McCain Blasts Obama's 'Temper Tantrum' Over Netanyahu's Re-Election; Obama Outlines Frustrations with Israeli PM

Senator John McCain
U.S. Senator John McCain (R-AZ), (L), makes remarks to the media as U.S. Senator Lindsey Graham (R-SC) listens, after meeting with U.S. President Barack Obama at the White House, on possible military action against Syria, in Washington September 2, 2013. |

Sen. John McCain, R-Ariz., has said that President Barack Obama needs to get over his "temper tantrum" concerning Israeli Prime Minister Benjamin Netanyahu's recent re-election victory. Obama has said that Netanyahu has been misleading in his campaign plans for a two-state solution to create a Palestinian state.

"The President should get over it. Get over your temper tantrum, Mr. President," McCain told CNN's Gloria Borger on "State of the Union" on Sunday.

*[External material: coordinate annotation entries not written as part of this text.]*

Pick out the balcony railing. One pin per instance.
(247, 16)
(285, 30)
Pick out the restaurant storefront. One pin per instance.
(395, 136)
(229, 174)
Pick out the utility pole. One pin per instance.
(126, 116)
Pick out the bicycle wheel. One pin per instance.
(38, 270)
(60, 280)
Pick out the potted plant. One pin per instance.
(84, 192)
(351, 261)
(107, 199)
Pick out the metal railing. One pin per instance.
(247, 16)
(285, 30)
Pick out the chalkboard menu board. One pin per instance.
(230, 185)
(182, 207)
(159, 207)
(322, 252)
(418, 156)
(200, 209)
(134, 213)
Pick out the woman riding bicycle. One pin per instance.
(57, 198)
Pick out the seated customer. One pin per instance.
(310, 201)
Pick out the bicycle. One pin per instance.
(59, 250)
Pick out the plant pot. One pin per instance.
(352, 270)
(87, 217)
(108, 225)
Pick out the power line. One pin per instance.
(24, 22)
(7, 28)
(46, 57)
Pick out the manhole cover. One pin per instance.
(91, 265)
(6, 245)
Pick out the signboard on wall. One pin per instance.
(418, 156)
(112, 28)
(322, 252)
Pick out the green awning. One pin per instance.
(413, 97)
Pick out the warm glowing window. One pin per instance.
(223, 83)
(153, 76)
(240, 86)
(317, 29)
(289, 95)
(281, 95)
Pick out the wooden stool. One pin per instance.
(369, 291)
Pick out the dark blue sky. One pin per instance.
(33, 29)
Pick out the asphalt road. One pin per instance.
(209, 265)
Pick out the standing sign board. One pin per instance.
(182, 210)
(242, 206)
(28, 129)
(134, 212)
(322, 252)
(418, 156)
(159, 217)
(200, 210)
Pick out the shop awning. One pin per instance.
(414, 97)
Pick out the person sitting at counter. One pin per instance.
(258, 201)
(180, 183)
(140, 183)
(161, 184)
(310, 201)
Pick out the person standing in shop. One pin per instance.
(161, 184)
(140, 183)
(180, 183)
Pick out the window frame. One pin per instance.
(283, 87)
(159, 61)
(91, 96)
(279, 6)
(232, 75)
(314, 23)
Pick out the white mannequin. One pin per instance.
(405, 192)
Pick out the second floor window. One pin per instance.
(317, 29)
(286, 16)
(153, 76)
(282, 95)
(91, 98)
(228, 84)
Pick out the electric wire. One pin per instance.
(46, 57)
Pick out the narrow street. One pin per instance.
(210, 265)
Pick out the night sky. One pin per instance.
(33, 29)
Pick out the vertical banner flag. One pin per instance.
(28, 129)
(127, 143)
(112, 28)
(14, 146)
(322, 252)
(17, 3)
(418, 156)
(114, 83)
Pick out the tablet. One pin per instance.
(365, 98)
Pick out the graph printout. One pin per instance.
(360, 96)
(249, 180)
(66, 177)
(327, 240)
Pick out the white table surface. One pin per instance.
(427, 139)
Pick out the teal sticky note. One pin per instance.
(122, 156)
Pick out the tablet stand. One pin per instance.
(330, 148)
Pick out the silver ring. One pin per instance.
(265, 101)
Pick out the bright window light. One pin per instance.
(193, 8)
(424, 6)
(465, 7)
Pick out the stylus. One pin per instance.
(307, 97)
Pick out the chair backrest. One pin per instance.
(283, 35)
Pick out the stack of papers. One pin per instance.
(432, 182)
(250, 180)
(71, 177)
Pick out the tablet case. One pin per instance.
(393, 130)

"It's time that we work together with our Israeli friends and try to stem this tide of ISIS and Iranian movement throughout the region, which is threatening the very fabric of the region," he added.

The White House did not release a statement in the immediate aftermath of Netanyahu's victory last week, but Obama spoke out on the issue in an interview with The Huffington Post on Friday. The president said that he believes that Netanyahu does not support the creation of a Palestinian state, despite post-campaign comments made by the Israeli PM indicating the opposite.

"We take him at his word when he said that it wouldn't happen during his prime ministership, and so that's why we've got to evaluate what other options are available to make sure that we don't see a chaotic situation in the region," Obama said.

He added that he spoke with Netanyahu over the phone on Thursday, and told him that "it is going to be hard to find a path where people are seriously believing that negotiations are possible."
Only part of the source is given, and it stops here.